= James Montgomery (composer) =

Canadian music composer, performer and arts administrator

James Louis Montgomery (born 6 February 1943) is a Canadian music composer, performer, and arts administrator. For about 20 years he was the artistic director of The Music Gallery. He is also a founding member of the Canadian Electronic Ensemble with whom he performs and records. As a composer he is known for incorporating electronic technology into his works.

==Early life and education==
Born in Ravenna, Ontario, Montgomery earned a Bachelor of Music degree in 1966 from Baldwin–Wallace Conservatory of Music. He pursued further studies at Northwestern University with John Weinzweig and at the University of Toronto (U of T) with Gustav Ciamaga. He earned a Master of Music degree from U of T in 1972.

==Career==
In 1990 Montgomery taught in the Faculty of Education at U of T as a professor of electronic media.

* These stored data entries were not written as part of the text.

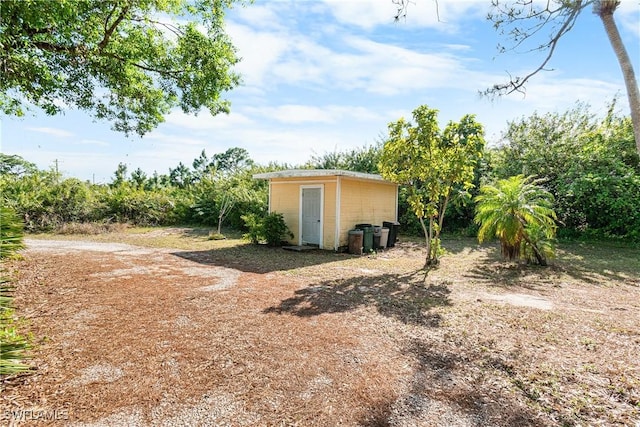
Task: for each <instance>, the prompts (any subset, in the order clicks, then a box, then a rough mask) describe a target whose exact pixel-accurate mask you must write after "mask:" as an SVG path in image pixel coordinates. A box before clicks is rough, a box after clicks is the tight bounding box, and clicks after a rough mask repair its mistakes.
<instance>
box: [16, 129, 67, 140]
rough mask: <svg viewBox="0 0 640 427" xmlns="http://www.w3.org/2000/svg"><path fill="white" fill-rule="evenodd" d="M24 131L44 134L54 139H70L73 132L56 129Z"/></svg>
mask: <svg viewBox="0 0 640 427" xmlns="http://www.w3.org/2000/svg"><path fill="white" fill-rule="evenodd" d="M26 129H27V130H30V131H33V132H38V133H44V134H47V135H51V136H55V137H56V138H70V137H72V136H74V134H73V132H69V131H67V130H64V129H58V128H50V127H28V128H26Z"/></svg>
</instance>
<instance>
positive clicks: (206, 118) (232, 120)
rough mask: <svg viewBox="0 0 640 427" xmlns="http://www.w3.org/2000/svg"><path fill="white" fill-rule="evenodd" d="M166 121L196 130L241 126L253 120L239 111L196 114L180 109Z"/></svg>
mask: <svg viewBox="0 0 640 427" xmlns="http://www.w3.org/2000/svg"><path fill="white" fill-rule="evenodd" d="M165 121H166V123H167V124H169V125H173V126H176V127H179V128H184V129H189V130H194V131H206V130H214V129H221V128H228V127H234V126H241V125H246V124H248V123H250V122H251V120H250V119H249V118H248V117H246V116H243V115H242V114H240V113H237V112H232V113H229V114H224V113H222V114H218V115H216V116H212V115H211V114H209V112H208V111H203V112H200V114H198V115H197V116H196V115H193V114H185V113H183V112H182V111H179V110H175V111H173V112H172V113H171V114H169V115H168V116H167V117H165Z"/></svg>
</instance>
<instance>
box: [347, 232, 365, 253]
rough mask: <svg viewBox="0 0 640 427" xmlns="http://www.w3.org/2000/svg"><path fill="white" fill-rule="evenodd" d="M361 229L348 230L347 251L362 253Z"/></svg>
mask: <svg viewBox="0 0 640 427" xmlns="http://www.w3.org/2000/svg"><path fill="white" fill-rule="evenodd" d="M362 235H363V231H362V230H349V253H350V254H355V255H362Z"/></svg>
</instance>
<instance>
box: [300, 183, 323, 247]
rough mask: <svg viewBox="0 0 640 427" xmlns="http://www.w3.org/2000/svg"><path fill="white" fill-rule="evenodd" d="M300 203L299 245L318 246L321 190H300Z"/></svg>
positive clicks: (321, 198) (320, 218)
mask: <svg viewBox="0 0 640 427" xmlns="http://www.w3.org/2000/svg"><path fill="white" fill-rule="evenodd" d="M300 197H301V201H300V216H301V218H300V224H301V233H300V240H301V243H302V244H303V245H304V244H310V245H318V246H320V239H321V235H322V188H321V187H312V188H305V187H303V188H302V194H301V196H300Z"/></svg>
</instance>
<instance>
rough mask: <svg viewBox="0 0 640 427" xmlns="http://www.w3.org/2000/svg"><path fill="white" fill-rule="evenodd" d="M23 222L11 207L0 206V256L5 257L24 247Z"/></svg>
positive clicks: (8, 255)
mask: <svg viewBox="0 0 640 427" xmlns="http://www.w3.org/2000/svg"><path fill="white" fill-rule="evenodd" d="M23 230H24V224H23V223H22V220H21V219H20V218H19V217H18V216H17V215H16V213H15V212H14V211H13V209H9V208H7V207H4V206H3V207H0V258H7V257H10V256H12V255H14V254H15V252H16V251H18V250H20V249H22V248H24V243H23V241H22V238H23V234H24V231H23Z"/></svg>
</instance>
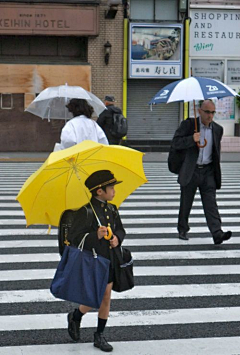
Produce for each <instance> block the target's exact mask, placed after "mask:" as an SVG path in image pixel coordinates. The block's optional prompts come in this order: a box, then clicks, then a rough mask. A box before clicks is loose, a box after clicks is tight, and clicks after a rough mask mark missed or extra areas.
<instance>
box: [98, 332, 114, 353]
mask: <svg viewBox="0 0 240 355" xmlns="http://www.w3.org/2000/svg"><path fill="white" fill-rule="evenodd" d="M93 345H94V346H95V347H96V348H98V349H100V350H102V351H105V352H110V351H112V350H113V347H112V345H110V344H109V343H108V342H107V340H106V339H105V338H104V336H103V333H98V332H95V333H94V343H93Z"/></svg>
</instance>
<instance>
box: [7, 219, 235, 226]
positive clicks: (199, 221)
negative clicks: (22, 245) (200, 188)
mask: <svg viewBox="0 0 240 355" xmlns="http://www.w3.org/2000/svg"><path fill="white" fill-rule="evenodd" d="M205 222H206V219H205V218H200V217H199V218H193V217H191V218H189V223H205ZM222 222H223V223H239V217H222ZM122 223H123V224H124V226H127V225H128V224H130V225H132V224H144V225H146V224H149V225H151V224H156V223H157V224H166V223H167V224H174V225H176V224H177V217H175V218H172V217H171V218H161V217H158V218H134V219H133V218H128V219H124V218H122ZM1 225H9V226H12V225H18V226H26V220H25V219H13V218H11V219H0V226H1Z"/></svg>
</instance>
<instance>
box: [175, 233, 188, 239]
mask: <svg viewBox="0 0 240 355" xmlns="http://www.w3.org/2000/svg"><path fill="white" fill-rule="evenodd" d="M178 237H179V239H182V240H189V238H188V236H187V233H186V232H179V235H178Z"/></svg>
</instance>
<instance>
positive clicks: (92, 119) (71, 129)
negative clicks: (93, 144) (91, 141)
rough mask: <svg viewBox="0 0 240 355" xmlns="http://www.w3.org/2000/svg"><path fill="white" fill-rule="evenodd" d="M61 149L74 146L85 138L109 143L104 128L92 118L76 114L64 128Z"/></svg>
mask: <svg viewBox="0 0 240 355" xmlns="http://www.w3.org/2000/svg"><path fill="white" fill-rule="evenodd" d="M60 138H61V143H60V149H66V148H69V147H72V146H73V145H75V144H78V143H81V142H82V141H84V140H91V141H94V142H97V143H102V144H107V145H108V144H109V143H108V140H107V137H106V135H105V133H104V132H103V130H102V128H101V127H100V126H99V125H98V124H97V122H95V121H94V120H93V119H91V118H87V117H86V116H84V115H81V116H76V117H74V118H72V119H71V120H70V121H68V122H67V123H66V124H65V126H64V127H63V129H62V133H61V137H60Z"/></svg>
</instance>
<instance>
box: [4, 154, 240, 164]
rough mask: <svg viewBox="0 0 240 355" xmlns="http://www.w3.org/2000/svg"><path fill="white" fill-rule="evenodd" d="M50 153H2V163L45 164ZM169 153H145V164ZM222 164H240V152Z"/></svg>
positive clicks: (224, 157) (225, 155)
mask: <svg viewBox="0 0 240 355" xmlns="http://www.w3.org/2000/svg"><path fill="white" fill-rule="evenodd" d="M49 154H50V153H47V152H42V153H32V152H9V153H7V152H0V161H6V162H8V161H39V162H44V161H45V160H46V159H47V157H48V156H49ZM167 158H168V153H158V152H153V153H145V154H144V156H143V161H144V162H167ZM221 161H222V162H240V152H222V153H221Z"/></svg>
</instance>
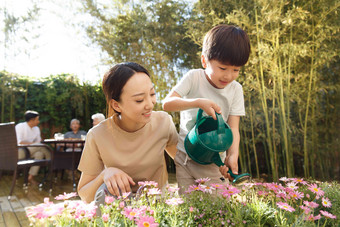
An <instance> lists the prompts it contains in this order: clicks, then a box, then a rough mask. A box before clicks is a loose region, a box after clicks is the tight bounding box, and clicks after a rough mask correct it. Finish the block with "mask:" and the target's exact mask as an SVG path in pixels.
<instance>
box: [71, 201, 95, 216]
mask: <svg viewBox="0 0 340 227" xmlns="http://www.w3.org/2000/svg"><path fill="white" fill-rule="evenodd" d="M96 208H97V206H95V205H94V202H92V203H90V204H85V203H78V206H77V207H76V209H75V218H76V219H82V218H87V219H91V218H93V217H94V216H95V215H96Z"/></svg>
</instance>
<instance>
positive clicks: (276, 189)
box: [267, 183, 284, 192]
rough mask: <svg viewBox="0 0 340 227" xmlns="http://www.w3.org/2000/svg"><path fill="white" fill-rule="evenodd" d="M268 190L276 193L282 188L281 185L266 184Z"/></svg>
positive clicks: (272, 183)
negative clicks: (269, 189) (273, 191)
mask: <svg viewBox="0 0 340 227" xmlns="http://www.w3.org/2000/svg"><path fill="white" fill-rule="evenodd" d="M267 187H268V189H270V190H273V191H275V192H276V191H278V190H283V189H284V187H283V186H282V185H281V184H277V183H268V184H267Z"/></svg>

In 1971 Montgomery co-founded the Canadian Electronic Ensemble (CEE) with David Jaeger, David Grimes, and Larry Lake. He has performed and recorded with the CEE since then, and served as the group's managing director from 1976 to 1983. The CEE is currently the oldest continuously active live-electronic performing group in the world. In 1984 they performed at the International Society for Contemporary Music's World Music Days Festival. In 1986 the CEE joined the Toronto Symphony Orchestra to perform the world premiere of Steven Gellman's Universe Symphony. The ensemble has appeared in concerts with the Orchestre Métropolitain de Montréal, the Ottawa Symphony Orchestra, and the Vancouver Symphony Orchestra. Since 1974 the CEE has presented an annual concert series in Toronto. They have given regular international tours since 1975.

In 1984 Montgomery became the administrative director of New Music Concerts. He remained in that position until 1987 when he was appointed artistic director of The Music Gallery.

In 1988 Montgomery created the musical score for the educational short film Sorting Out Sorting.